Last July, I wrote about several organizations that adopted innovative approaches to internal conferences designed to actively engage participants. Having attended more than my share of conferences that featured lecturer after lecturer, with employee-attendees sitting still and taking notes, then going back to the office where they'd have no context for applying what they heard (or what they were able to retain of what they heard), these newer approaches were hugely refreshing.
I spoke yesterday at another one of these conferences. Some 200 GE communicators gathered in Orlando from around the world to get steeped in a newly-thought-out model for communications. The conference included speakers from outside (I was one, PepsiCo's Chief Communication Officer Julie Hamp was another) along with members of the communication team.
But it wasn't the speakers that set this conference apart. It was the panel discussions that turned the tables, with the panelists-communication leaders-asking questions of the audience. It was the "Specialty Capabilities Workshops," in which groups focusing on employee communications, media, public affairs, and others, collaborated in teams to address issues raised in real GE case studies. It was heavy-duty networking designed to further reduce the barriers of business unit silos.

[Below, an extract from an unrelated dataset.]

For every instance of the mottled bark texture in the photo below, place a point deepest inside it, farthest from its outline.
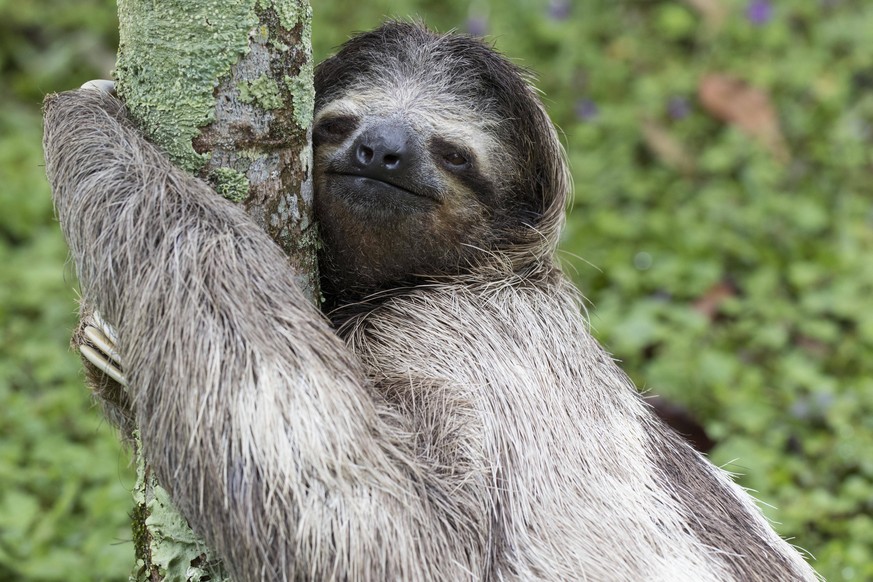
(225, 89)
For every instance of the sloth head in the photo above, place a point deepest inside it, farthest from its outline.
(433, 157)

GE turned to an external agency, The Involvement Practice, to assemble a program that would send communicators back to their offices with clear ideas about how to implement what they had learned.
Intriguing touches also characterized the event. This was the first purely internal conference I attended with a Twitter hashtag. Employees were encouraged to tweet the conference using #gecomms, and many of those in attendance took it to heart. (There was also a reminder to be sure nothing company-confidential found its way into the tweetstream.)
Then there was the artwork that was created in real time as speakers and panelists presented. The Involvement Group's Tim McCleary contracted Toronto-based Liisa Sorsa, who produces "Graphic Facilitation." As she describes them on her Think Link Graphics site, "Graphics come alive before your eyes as conversations are happening! I listen, synthesize and draw your ideas! Key concepts and themes are captured in the moment and can be used as a graphic record of your event."
These are huge graphics, the artboard resting on two easels. Here's the graphic facilitation of my presentation:
Click to see enlarged on Flickr
The graphics will serve as a record of the conference, but they also sparked conversation as participants walked around the perimeter of the room which, by the end of the day yesterday, was lined with these pieces of art.
The move away from lecture-based internal conferences to more active, dynamic sessions that involve and engage staff, promote internal networking, and leave participants with clear calls to action is one of the best trends I've seen in business.
What is your organization doing to make internal conferences more practical and meaningful?